Complex SNP-related sequence variation in segmental genome duplications

Stefan White, David Fredman*, Susanna Potter*, Evan Eichler#, Johan den Dunnen, Anthony Brookes*

Human and Clinical Genetics, Leiden University Medical Center, Leiden; *Center for Genomics and Bioinformatics, Karolinska Institute, Stockholm, Sweden; #Department of Genetics, Case Western Reserve University, 10900 Euclid Avenue, Cleveland, Ohio 44106, USA.

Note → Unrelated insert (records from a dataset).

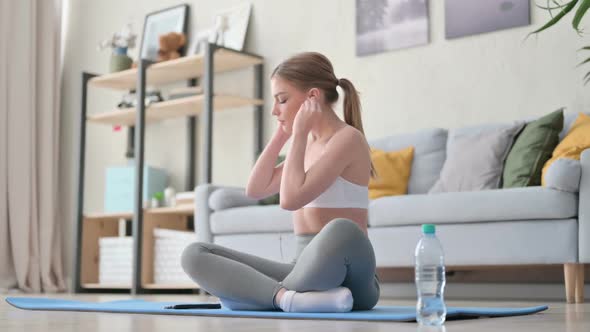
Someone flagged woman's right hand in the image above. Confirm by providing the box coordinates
[273,124,291,147]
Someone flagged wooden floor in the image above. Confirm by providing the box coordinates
[0,294,590,332]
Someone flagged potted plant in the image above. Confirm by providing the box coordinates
[98,23,137,73]
[529,0,590,85]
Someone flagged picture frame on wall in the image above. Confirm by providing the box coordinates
[356,0,430,56]
[139,4,189,61]
[445,0,531,39]
[215,3,252,51]
[188,2,252,54]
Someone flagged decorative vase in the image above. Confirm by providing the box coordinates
[109,47,133,73]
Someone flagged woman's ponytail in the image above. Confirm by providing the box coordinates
[338,78,376,177]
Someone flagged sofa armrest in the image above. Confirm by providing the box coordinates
[195,183,221,243]
[209,187,258,211]
[195,183,258,243]
[578,149,590,263]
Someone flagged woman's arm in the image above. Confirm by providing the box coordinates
[280,130,362,211]
[246,126,290,199]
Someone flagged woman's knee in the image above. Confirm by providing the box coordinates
[322,218,365,238]
[180,242,210,274]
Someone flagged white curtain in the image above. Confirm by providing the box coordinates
[0,0,66,292]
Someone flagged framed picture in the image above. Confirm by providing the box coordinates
[445,0,531,39]
[356,0,430,56]
[139,4,189,61]
[215,3,252,51]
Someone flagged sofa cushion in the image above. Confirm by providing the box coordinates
[429,122,524,193]
[541,113,590,184]
[502,109,563,188]
[209,187,258,211]
[369,187,578,227]
[369,146,414,199]
[545,158,582,193]
[369,128,447,194]
[213,205,293,235]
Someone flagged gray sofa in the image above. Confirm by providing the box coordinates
[195,114,590,301]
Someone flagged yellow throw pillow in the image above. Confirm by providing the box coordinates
[541,113,590,186]
[369,146,414,199]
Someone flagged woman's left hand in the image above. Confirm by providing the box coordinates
[293,97,322,135]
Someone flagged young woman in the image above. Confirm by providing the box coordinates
[182,53,379,312]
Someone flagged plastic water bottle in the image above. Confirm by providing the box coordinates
[415,224,447,325]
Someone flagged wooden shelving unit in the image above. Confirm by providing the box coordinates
[87,95,263,126]
[89,45,262,90]
[80,209,199,290]
[74,42,263,294]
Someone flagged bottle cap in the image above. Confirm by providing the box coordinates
[422,224,436,234]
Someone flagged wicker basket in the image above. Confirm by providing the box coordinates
[154,228,197,285]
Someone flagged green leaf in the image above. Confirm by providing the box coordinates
[576,58,590,67]
[527,0,578,37]
[572,0,590,32]
[535,1,568,11]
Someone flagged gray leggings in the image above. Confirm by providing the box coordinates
[182,218,380,310]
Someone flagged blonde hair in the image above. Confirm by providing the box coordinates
[271,52,376,176]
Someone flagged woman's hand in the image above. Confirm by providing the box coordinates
[293,96,322,135]
[272,120,291,146]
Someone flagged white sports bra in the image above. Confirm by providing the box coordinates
[304,176,369,209]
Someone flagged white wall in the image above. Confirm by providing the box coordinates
[60,0,590,290]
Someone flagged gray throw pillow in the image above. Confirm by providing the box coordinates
[545,158,582,193]
[429,122,525,193]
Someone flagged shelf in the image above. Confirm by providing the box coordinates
[82,283,131,289]
[143,283,199,289]
[84,212,133,220]
[86,95,263,126]
[88,48,262,90]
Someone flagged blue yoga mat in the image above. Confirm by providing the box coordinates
[6,297,548,322]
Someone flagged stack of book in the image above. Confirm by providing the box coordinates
[168,86,203,99]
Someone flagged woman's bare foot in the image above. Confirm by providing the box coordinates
[274,287,287,308]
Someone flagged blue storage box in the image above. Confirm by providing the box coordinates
[104,166,168,213]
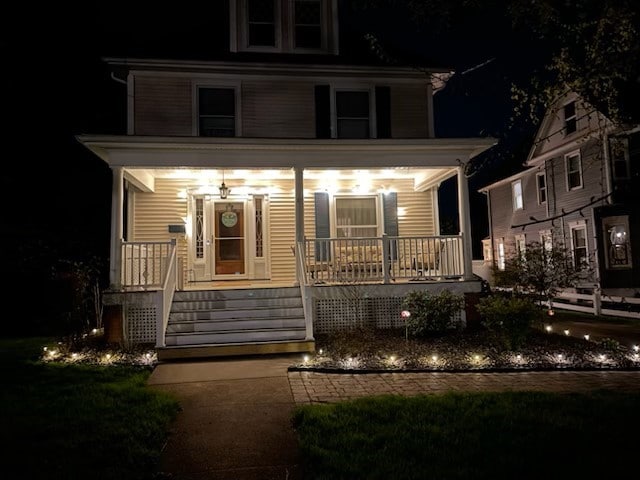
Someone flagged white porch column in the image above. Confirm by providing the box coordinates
[293,167,304,281]
[457,166,473,280]
[109,167,124,289]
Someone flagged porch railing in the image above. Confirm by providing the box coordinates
[121,242,175,290]
[304,235,465,284]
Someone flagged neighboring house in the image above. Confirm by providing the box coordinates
[78,0,495,357]
[480,93,640,296]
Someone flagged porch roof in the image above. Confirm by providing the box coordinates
[76,135,497,168]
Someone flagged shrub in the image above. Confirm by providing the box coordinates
[403,290,464,337]
[476,295,538,349]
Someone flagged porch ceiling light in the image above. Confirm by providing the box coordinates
[218,170,230,200]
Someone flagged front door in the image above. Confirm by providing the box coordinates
[213,202,246,276]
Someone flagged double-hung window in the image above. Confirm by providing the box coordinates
[511,180,524,211]
[564,152,582,190]
[335,90,371,138]
[562,102,578,135]
[569,223,589,270]
[247,0,277,47]
[536,173,547,205]
[335,196,378,238]
[293,0,322,49]
[198,87,236,137]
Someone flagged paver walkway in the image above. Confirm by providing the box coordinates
[289,371,640,404]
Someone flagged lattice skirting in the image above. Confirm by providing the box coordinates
[313,297,465,333]
[125,305,156,345]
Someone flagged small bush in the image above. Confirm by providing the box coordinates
[403,290,464,337]
[476,295,538,349]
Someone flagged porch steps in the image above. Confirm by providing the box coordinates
[158,287,314,360]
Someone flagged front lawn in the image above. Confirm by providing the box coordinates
[294,391,640,480]
[0,338,179,480]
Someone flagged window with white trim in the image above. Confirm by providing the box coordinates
[335,90,373,138]
[334,196,379,238]
[609,137,630,180]
[498,238,505,270]
[564,152,582,190]
[536,172,547,205]
[511,180,524,211]
[569,223,589,270]
[197,87,236,137]
[562,102,578,135]
[516,235,527,258]
[293,0,323,49]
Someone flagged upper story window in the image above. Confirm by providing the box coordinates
[609,138,629,180]
[335,91,373,138]
[247,0,276,47]
[536,173,547,205]
[564,152,582,190]
[293,0,322,49]
[511,180,524,211]
[198,87,236,137]
[563,102,578,135]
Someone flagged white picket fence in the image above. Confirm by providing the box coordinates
[552,292,640,319]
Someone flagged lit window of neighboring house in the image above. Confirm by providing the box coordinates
[247,0,276,47]
[564,152,582,190]
[602,215,633,270]
[516,235,527,258]
[198,87,236,137]
[569,223,589,270]
[498,238,505,270]
[335,90,372,138]
[609,138,629,180]
[335,196,378,238]
[511,180,524,210]
[294,0,322,49]
[536,173,547,205]
[562,102,578,135]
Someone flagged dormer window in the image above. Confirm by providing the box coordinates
[563,102,578,135]
[293,0,322,50]
[247,0,276,47]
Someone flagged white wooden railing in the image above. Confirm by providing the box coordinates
[295,242,313,340]
[301,235,465,284]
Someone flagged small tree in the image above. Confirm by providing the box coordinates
[494,242,589,305]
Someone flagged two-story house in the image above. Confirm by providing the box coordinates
[78,0,495,357]
[481,93,640,296]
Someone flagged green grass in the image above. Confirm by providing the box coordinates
[294,391,640,480]
[0,338,179,480]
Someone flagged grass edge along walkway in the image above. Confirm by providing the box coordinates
[293,390,640,480]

There is uncertainty about the true nature of predicted SNPs in segmental duplications (duplicons) and whether these markers genuinely exist at increased density as indicated in public databases. We explored these issues by genotyping 157 predicted SNPs in duplicons and control regions in normal diploid genomes and fully homozygous complete hydatidiform moles. Our data identified many true SNPs in duplicon regions and few paralogous sequence variants. Twenty-eight percent of the polymorphic duplicon sequences we tested involved multisite variation, a new type of polymorphism representing the sum of the signals from many individual duplicon copies that vary in sequence content due to duplication, deletion or gene conversion. Multisite variations can masquarade as normal SNPs when genotyped. Given that duplicons comprise at least 5% of the genome and many are yet to be annotated in the genome draft, effective strategies to identify multisite variation must be established and deployed.